Another important aspect of our education is that of research in local techniques especially since in construction one must apply and understand the theory for its application. For instance in my Construction II class, we were required to provide the solution to a certain construction problem. Out of a class of thirty odd students, only one person produced the right answer, a Trinidadian student who had some experience in the construction industry at home. When asked how he was able to solve the problem, his only answer was “Trinidad construction boy!” However, I always recall that whatever he learnt was correctly learnt and successfully applied away from the English construction climate. In our role as educators, we must also be mentors to our young graduates and craftsmen. This task is easier said than done since many of our consultants are so bent on earning a living that they are not willing to make the necessary sacrifices towards training their locals. Consequently, at the local level we have a list of skilled artisans whose skills are acquired by on the job “pick up” training, which is adequate for some jobs locally but only thus far.

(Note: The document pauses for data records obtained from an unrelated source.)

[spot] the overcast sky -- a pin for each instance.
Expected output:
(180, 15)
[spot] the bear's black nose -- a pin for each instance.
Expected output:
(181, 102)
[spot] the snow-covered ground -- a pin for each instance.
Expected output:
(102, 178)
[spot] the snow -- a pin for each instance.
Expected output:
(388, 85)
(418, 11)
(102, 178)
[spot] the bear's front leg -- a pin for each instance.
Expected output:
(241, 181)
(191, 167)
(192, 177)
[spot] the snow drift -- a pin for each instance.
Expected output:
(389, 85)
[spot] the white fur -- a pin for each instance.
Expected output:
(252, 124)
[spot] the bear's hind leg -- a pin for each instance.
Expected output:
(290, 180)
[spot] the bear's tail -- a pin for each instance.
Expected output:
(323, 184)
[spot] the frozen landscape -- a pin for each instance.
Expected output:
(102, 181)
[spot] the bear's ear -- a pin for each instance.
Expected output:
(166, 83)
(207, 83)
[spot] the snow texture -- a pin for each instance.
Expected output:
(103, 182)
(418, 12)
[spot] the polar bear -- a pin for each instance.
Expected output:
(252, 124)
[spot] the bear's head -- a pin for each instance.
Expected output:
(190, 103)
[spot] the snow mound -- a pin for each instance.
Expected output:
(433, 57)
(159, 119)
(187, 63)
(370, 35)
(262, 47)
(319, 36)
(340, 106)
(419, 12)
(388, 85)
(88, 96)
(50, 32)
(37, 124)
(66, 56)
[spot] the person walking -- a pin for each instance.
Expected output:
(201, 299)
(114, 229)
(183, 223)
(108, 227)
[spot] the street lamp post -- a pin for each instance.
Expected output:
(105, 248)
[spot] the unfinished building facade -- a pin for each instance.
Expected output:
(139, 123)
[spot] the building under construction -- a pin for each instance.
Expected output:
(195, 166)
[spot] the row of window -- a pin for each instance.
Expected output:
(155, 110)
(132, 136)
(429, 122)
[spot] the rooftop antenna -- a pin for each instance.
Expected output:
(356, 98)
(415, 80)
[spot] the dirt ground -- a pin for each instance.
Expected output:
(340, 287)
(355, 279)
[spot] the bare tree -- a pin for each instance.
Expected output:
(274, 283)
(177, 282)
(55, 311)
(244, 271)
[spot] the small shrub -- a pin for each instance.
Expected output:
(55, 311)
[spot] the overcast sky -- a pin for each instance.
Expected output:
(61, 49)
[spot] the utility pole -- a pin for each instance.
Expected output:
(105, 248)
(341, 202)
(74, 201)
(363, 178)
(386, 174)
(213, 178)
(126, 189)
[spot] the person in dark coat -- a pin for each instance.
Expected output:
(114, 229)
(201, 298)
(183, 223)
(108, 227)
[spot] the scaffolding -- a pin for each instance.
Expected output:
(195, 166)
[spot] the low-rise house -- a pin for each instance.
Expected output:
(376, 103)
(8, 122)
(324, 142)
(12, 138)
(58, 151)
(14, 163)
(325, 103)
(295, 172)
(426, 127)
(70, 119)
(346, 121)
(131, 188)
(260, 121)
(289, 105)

Apart from education, research into our entire building industry, within the Caribbean is also vital to our success. Many years ago, some of us started compiling statistics (on labourers, concrete works, formwork etc.) to apply to the pricing items in the construction industry. However we were advised that this exercise was a waste of time or an exercise in futility since no one would either read or apply it. Sadly, we heeded the negative advice and today we have no statistics on what to base realistic pricing in the industry. In order to emphasize my point that research in local phenomenon, theorized and put in academic form can be the basis of theorizing our local industry for the application of local solution(s) to local problems, consider another example; the ITCA did a complete research study on every type of wood in Trinidad eg. cheynette, mango, cedar etc. identifying all physical characteristics and evaluating its uses, however although this research lies somewhere in our archives, few people know of its existence. Maybe, as professionals we also need to develop some system to prevent knowledge from being lost from lack of use (which could result in the said research being redone) and maintained in some permanent manner.

My era of returnees bombarded every financial institute eg. lending agencies and the general public with quantity surveying  formation. Our approach included our fellow professionals i.e. Architects, Engineers and any other group involved in planning and organizing any aspect of the industry. As a result, today we have a much more knowledgeable cadre of building professionals who should now be more efficient in servicing the general public and financial sector. However our responsibility as professionals does not end here.

Our next challenge is to replace external examinations such as City and Guilds, Clerk of Works examinations, Institute of Builders etc. with similar local programmes which are overseen by local examining board consisting of our professionals who would have designed and compiled the syllabus.

Finally, professionals must reflect a high level of integrity in not only their everyday conduct but in their professional demeanor and practice. We must earn the respect of our community both professionally and generally. Dignity is not handed to you because you are a professional. You must earn it by your general conduct and all its members must be a party and comply with the necessary requirement. Having been a member of the building industry for nearly 50 years, I strongly believe that professionals in developing countries must:

a. Educate the public and their fellow professionals as to their function.
b. Train not only your fellow professionals but all the subsidiaries in your field. It is an investment well made.
c. Conduct research in all aspects of your profession so that one’s performance and its basis must be recorded to be in a form to be passed on and
d. Finally, strive to achieve integrity in both general and professional behaviour.

When we have developed a culture of knowledge sharing and mentoring, issues like research and development as well as professional development progress naturally finally resulting in the growth and development of the building industry.